On a hot August morning in Van Nuys, Dolores Cardelucci — former restaurateur, former owner of chiropractic and X-ray clinics, writer of pilots for Kelsey Grammer, and for most of her almost 76 years a psychic who also runs spiritual workshops — is about to give me a reading. In a fabulous whiskey voice, she’s prepped me over the phone to bring a watch (because she reads through jewelry) and/or a significant person’s photo, handwriting sample or business card. Dolores’ specialty is business reading (most of her clientele, to my surprise, is male), but I’m not there for that. In fact, a more recalcitrant skeptic than I would be hard to find. I’m a happy unbeliever in fate, former lives, afterlives (my vital organs are DMV-ready for harvesting) or indeed any life other than the arbitrary one I’m leading. Like Grace Paley, I’ve always thought that everyone deserves the open destiny of life, and I’m far from sure I want to know my future, as if such a determinate thing exists.

Which is why, waiting on Dolores’ patio for a client to leave, I wonder why I’ve chosen my shiniest, dangliest earrings and made myself up with more care than usual, and why my stomach is misbehaving to beat the band. I have come dressed to impress, and what’s up with that? More important, what does she make of that? I dally in fact-checking preamble designed to persuade at least one of us that I’m there for purely professional reasons. Brisk and grandmotherly in matching yellow top and pants, Dolores outlines her philosophy and practice, a formidable brew of spiritual conviction and adaptive business smarts. During the ’60s she was part of a small group that did “past-life work,” for which there’s less of a market now. Though she considers the word spiritual “over-rated,” she’s a believer who doesn’t believe it’s possible to be spiritual without religion — but she’s quick to say she never tries to change other people’s belief systems.

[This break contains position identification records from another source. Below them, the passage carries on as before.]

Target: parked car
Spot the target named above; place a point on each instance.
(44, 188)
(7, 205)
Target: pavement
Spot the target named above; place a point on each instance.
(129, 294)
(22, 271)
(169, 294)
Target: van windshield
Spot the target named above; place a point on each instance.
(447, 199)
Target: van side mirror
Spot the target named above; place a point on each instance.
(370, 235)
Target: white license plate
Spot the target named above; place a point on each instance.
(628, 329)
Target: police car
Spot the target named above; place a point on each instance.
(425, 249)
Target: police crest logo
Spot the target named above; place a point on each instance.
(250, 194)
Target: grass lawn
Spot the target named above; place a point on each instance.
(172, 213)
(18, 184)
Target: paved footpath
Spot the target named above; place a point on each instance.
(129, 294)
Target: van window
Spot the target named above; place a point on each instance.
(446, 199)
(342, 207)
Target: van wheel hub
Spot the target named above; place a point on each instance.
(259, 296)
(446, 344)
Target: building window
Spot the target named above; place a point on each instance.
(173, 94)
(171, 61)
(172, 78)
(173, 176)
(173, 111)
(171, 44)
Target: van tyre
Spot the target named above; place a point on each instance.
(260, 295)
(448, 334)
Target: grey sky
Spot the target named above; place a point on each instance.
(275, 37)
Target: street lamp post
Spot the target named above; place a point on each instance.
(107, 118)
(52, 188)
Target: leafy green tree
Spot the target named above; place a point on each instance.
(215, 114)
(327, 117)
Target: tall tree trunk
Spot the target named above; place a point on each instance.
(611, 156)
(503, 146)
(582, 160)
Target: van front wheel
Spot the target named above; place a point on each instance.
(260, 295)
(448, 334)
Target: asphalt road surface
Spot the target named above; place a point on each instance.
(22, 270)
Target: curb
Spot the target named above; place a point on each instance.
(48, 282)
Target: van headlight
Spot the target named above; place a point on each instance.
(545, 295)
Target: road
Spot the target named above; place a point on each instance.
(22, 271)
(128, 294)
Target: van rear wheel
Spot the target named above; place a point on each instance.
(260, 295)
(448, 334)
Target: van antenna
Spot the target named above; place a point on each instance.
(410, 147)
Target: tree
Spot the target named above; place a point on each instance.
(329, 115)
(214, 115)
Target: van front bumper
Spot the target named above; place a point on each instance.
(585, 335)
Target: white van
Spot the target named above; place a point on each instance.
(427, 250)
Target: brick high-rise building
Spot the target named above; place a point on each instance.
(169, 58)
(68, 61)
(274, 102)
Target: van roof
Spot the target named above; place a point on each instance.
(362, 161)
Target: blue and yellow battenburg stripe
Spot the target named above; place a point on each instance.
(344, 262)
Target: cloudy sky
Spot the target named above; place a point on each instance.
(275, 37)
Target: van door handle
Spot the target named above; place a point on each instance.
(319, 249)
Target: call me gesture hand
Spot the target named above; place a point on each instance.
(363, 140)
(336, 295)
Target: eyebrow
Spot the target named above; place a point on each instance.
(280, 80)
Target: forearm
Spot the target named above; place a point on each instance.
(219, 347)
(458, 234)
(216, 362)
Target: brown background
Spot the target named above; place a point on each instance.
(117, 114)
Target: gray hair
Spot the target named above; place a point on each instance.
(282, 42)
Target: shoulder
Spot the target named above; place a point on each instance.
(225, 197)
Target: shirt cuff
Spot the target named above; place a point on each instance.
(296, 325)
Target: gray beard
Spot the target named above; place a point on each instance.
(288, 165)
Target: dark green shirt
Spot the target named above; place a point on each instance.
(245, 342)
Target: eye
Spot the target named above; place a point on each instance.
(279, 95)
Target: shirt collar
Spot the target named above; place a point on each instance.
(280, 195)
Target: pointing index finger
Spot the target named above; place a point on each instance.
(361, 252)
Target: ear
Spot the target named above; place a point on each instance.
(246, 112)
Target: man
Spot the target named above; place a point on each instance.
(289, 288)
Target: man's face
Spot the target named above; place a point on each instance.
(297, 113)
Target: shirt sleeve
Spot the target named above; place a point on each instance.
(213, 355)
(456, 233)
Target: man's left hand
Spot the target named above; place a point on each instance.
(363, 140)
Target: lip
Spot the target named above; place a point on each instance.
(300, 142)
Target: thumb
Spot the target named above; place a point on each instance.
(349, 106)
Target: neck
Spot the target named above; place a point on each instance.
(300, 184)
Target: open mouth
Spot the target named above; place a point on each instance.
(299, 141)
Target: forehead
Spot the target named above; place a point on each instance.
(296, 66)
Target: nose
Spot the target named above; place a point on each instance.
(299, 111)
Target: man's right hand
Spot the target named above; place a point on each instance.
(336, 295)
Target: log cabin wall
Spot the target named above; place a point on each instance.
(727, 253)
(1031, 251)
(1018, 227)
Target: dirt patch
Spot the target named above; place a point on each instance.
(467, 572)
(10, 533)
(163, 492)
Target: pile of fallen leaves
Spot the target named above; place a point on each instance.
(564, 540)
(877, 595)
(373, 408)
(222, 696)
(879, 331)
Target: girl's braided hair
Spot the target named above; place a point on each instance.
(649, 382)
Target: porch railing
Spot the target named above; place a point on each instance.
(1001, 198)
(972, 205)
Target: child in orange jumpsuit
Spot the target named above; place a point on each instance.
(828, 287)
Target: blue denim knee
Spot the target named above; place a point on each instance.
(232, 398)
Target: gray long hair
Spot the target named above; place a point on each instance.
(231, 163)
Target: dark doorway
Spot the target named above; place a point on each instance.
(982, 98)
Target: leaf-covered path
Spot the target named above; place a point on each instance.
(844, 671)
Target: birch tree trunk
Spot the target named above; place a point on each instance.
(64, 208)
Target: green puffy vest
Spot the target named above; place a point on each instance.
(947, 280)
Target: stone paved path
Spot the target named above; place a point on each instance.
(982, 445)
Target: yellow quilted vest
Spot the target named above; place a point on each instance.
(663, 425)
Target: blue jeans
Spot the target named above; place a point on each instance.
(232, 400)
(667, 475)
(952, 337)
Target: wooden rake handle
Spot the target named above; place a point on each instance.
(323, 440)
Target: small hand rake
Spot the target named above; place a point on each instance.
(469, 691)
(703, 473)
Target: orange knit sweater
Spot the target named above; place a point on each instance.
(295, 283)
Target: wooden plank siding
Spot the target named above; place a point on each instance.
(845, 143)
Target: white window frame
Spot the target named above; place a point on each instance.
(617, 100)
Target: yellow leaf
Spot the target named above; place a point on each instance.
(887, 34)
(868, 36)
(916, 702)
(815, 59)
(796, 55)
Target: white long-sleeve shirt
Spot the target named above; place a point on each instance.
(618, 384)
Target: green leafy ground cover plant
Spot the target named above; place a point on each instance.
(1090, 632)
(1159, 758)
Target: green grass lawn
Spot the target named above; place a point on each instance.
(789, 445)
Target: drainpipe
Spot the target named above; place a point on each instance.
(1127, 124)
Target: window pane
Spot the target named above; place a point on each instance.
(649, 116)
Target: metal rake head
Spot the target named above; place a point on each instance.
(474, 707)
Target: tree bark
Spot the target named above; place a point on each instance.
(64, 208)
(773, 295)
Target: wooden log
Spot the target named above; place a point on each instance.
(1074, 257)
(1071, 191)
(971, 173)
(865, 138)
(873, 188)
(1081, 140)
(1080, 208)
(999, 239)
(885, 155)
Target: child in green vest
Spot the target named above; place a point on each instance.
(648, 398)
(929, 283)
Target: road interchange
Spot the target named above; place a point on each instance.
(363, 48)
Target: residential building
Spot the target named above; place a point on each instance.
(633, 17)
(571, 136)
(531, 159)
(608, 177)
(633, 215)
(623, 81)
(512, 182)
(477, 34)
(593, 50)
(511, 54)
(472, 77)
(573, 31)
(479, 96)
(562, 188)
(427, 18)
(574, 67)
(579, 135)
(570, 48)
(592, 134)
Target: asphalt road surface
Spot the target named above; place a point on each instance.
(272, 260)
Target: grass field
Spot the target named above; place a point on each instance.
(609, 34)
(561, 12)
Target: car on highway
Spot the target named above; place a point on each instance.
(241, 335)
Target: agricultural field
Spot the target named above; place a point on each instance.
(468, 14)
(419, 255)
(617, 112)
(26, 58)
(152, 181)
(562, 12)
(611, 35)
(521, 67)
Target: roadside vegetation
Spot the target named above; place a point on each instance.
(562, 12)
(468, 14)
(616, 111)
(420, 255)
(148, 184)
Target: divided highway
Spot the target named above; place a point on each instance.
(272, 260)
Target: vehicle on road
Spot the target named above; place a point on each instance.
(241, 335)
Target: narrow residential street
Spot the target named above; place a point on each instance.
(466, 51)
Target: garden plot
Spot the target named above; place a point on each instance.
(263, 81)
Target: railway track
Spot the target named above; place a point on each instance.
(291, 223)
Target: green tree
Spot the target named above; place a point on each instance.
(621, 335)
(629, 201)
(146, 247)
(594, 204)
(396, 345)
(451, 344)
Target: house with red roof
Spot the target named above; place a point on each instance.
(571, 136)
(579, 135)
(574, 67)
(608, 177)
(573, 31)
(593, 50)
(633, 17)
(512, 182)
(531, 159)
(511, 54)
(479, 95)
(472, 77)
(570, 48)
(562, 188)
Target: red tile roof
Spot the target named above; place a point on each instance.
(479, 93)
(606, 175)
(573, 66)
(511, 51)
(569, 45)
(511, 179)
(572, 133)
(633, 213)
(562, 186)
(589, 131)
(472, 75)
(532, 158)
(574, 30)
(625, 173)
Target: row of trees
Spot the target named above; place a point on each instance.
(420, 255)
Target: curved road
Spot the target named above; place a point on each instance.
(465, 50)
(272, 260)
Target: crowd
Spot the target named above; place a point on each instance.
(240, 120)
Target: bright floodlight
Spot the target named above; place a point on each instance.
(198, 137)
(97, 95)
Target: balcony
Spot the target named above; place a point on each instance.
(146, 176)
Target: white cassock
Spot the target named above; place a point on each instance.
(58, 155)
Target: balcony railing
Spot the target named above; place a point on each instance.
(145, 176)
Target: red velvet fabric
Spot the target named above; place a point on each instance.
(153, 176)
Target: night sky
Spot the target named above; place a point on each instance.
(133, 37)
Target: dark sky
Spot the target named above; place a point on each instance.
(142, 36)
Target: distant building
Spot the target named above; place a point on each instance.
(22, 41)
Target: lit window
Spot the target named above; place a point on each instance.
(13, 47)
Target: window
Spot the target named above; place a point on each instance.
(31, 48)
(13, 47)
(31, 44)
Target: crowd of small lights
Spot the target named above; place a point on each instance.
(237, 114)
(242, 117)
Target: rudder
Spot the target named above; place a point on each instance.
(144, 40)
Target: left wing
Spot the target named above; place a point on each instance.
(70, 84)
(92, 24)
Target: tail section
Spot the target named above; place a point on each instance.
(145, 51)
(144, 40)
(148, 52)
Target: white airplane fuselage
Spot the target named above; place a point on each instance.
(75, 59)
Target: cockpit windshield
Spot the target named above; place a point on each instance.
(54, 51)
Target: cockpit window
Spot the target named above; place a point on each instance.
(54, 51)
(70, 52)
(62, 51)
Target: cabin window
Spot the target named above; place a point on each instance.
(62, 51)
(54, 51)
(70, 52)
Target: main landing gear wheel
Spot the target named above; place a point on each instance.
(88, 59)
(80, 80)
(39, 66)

She’s also sure that we’re all psychics. “We all have intuitive sense, but people don’t believe in their intuitive sense.”

People like me, for example — a loyal but unbelieving, rationalistic Jew, emphatically iconoclastic to the core. So emphatically, in fact, that I’m all too easily unsettled when we get down to business. Dolores impounds my watch and exits briefly. Back in her chair and holding onto the watch, she asks for my date of birth, does some impressively rapid number work on a pad, and then tells me a lot of accurate things that, I tell myself nervously, any astute observer of first impressions could figure out without much trouble. That I’m divorced (no ring) with a child (odds of better than 50 percent). That “someone I know” has problems with their digestive tract (she wouldn’t be the first to say I appear tense on first acquaintance). That she hears something about a new car, so if I don’t have money to buy one I had better be an alert driver. That men named Chris, Steven or David will exert a positive force in my life (who of us doesn’t run into names like that in the course of a year?). That a relative is ill and will probably die soon (not unusual in the family of a middle-aged person). That I’m “good inside” but I could “use a good experience” (couldn’t we all?).

Only, while I’m hanging onto my guard like a stubborn terrier, I’m also thinking, as most novices do, how the hell does she know all this concrete stuff about me? Dolores may be a canny psychologist and entrepreneur, but she’s also a Presence — discerning and sympathetic but pulling no punches on the gloomy stuff, and absolutely sincere. By the time she sums up with the news that 2007 will give me a “breather” on most fronts, I am thoroughly and contentedly in her pocket. Whether she’s just a shrewd judge of character and human desire or knows something I don’t, Dolores, like any therapist worth her 50 minutes, has made me feel what few of us are made to feel most of the time — respected, attended to, comforted and hopeful. When she is done with me, I get into my car and drive home — very, very carefully — wondering all the way when Chris or Steven or David or all of the above will show up to make my day.